Senators served a term of six years, and one third of them were retired every two years. Retirees could be reappointed for an unlimited number of terms. A senator was required to be at least thirty-five years of age, a Thai citizen by birth, and not a member of any political party. Other membership qualifications were broadly phrased, including the requirement that appointees have “knowledge and experience in various branches of learning or affairs which will.be useful to the administration of the state.”

House of Representatives members represented the populace. They were elected for a four-year term by direct suffrage and secret ballot at the ratio of a member to each 150,000 inhabitants. Each province (changwat), regardless of population, was entitied to at least one seat. A constituency with a population in excess of 75,000 also qualified for a seat. A candidate had to be at least twenty-five years of age, a Thai citizen by birth, and a member of a political party. As a rule, an election had to be held within sixty days from the expiration of the four-year term of the lower house. When the House was dissolved by royal decree (on the recommendation of the prime minister), a new election was required within ninety days.

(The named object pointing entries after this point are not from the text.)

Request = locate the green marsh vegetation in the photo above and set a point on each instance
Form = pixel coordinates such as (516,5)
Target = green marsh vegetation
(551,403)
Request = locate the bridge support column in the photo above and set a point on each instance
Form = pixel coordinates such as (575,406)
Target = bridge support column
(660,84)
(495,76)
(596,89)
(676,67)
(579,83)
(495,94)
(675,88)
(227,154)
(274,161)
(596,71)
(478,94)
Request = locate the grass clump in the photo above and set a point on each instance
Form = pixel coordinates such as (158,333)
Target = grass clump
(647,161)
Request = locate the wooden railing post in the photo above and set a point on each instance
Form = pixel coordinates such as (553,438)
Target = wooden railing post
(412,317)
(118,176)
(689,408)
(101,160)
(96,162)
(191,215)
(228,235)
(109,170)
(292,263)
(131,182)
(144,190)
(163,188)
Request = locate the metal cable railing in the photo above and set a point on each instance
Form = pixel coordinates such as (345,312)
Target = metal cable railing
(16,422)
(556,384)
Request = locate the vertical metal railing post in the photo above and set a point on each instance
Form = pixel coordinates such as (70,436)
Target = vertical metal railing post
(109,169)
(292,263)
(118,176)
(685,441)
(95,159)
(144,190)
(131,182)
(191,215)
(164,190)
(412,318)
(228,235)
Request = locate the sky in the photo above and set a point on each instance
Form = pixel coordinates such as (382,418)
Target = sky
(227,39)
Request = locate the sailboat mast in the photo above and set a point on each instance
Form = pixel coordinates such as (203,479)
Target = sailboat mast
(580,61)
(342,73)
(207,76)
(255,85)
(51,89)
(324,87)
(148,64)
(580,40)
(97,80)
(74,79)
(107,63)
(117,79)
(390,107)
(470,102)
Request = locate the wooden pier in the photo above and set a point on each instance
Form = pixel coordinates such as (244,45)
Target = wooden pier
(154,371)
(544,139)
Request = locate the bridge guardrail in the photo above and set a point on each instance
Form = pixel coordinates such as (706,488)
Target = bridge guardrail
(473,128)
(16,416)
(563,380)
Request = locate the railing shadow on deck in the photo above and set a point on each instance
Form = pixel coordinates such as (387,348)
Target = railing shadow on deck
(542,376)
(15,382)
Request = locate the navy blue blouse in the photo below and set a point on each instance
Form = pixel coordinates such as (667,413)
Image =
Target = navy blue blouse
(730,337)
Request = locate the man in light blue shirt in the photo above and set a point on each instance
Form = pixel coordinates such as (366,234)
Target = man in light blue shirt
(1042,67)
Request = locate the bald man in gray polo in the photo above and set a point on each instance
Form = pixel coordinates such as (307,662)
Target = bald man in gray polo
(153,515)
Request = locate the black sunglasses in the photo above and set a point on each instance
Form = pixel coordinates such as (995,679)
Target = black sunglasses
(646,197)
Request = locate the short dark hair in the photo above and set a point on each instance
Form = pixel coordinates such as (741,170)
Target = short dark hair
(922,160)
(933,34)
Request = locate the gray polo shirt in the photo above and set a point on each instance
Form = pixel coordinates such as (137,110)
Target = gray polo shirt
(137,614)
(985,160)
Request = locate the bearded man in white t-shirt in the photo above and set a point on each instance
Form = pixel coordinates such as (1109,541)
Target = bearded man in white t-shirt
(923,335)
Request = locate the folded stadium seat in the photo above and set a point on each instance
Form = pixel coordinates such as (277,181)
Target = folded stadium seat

The two chambers conducted their business separately under their respective presidents (speakers) and vice presidents, who were chosen from among the membership. Under the Constitution, the president of the Senate was automatically the speaker of the National Assembly and in that capacity was empowered to play a strategic role in the selection of the prime minister.

In the 1980s, lower house members demanded that their president, rather than the president of the upper house, have a decisive role in the process of selecting the prime minister. This policy was necessary, they said, because the House of Representatives, not the military-dominated Senate, collectively represented the will of the electorate. A bill to amend the Constitution to make the lower house speaker the president of the National Assembly was introduced in 1986 but failed to pass.

In 1987 the customary role of the Senate as a major vehicle for the power of the bureaucracy and a counterweight to the elective lower house remained little changed, even though its stature seemed to have diminished somewhat after April 1983. At that time, certain senatorial powers granted under temporary clauses of the Constitution expired despite the army’s efforts to have these clauses extended.

Under these clauses, the Senate had had the power to deliberate jointly with the lower chamber on annual appropriation bills, on “an important bill relating to the security of the Kingdom, the Throne, or the national economy,” and the power to vote on no-confidence motions. The army and its political allies in parliament failed to have the clauses extended because of factious squabbles. If they had succeeded, the military’s political power would have been enhanced greatly.

The lapse of the transitory provisions, however, did not affect the Senate’s power to address such matters as the appointment of a regent, the royal succession, reconsideration of a bill vetoed by the prime minister, constitutional interpretation, a declaration of war, the ratification of treaties, the appointment of members of the Constitutional Tribunal, and constitutional amendments. In joint sessions senators also could render their opinion on any aspect of affairs of state to the prime minister when requested to do so by the latter. Such opinion was advisory and nonbinding.

Bills could be introduced only by the Council of Ministers or the members of the House of Representatives. Major legislation originated mostly in the cabinet, but only the lower house, with the prior endorsement of the prime minister, could initiate an appropriations bill. An ordinary bill had to be sponsored by a political party and endorsed by at least twenty party members. Bills were passed by a majority, the quorum being not less than one-half of the total members of either house in which the bills originated.

A bill passed by the House was sent to the Senate. The Senate was required to act on an ordinary bill within ninety days and on an appropriations bill within sixty days. If the Senate failed to act in either case, the bill was considered to have been consented to by the Senate, unless the lower chamber had extended the time. Disagreements between the two houses were resolved by a joint committee. When the dispute pertained to an appropriations bill and the lower house voted to reaffirm the bill it had originally passed, the prime minister was required to present the bill to the king for his assent and promulgation. At that point, the prime minister could exercise his important legislative role. He might advise the king to approve or veto the bill; in the latter event, the National Assembly needed two-thirds of its total membership to override the royal objections (actually the prime minister’s objections).

Members of the assembly, who had parliamentary immunity, could question formally a cabinet minister or the prime minister on any appropriate issue except one in which executive privilege was involved. A motion of no-confidence against either an individual minister or the cabinet en masse could be initiated only by members of the lower house. Such a motion required an affirmative vote of at least one-half of the lower house membership. Senators could not take part in no-confidence debates.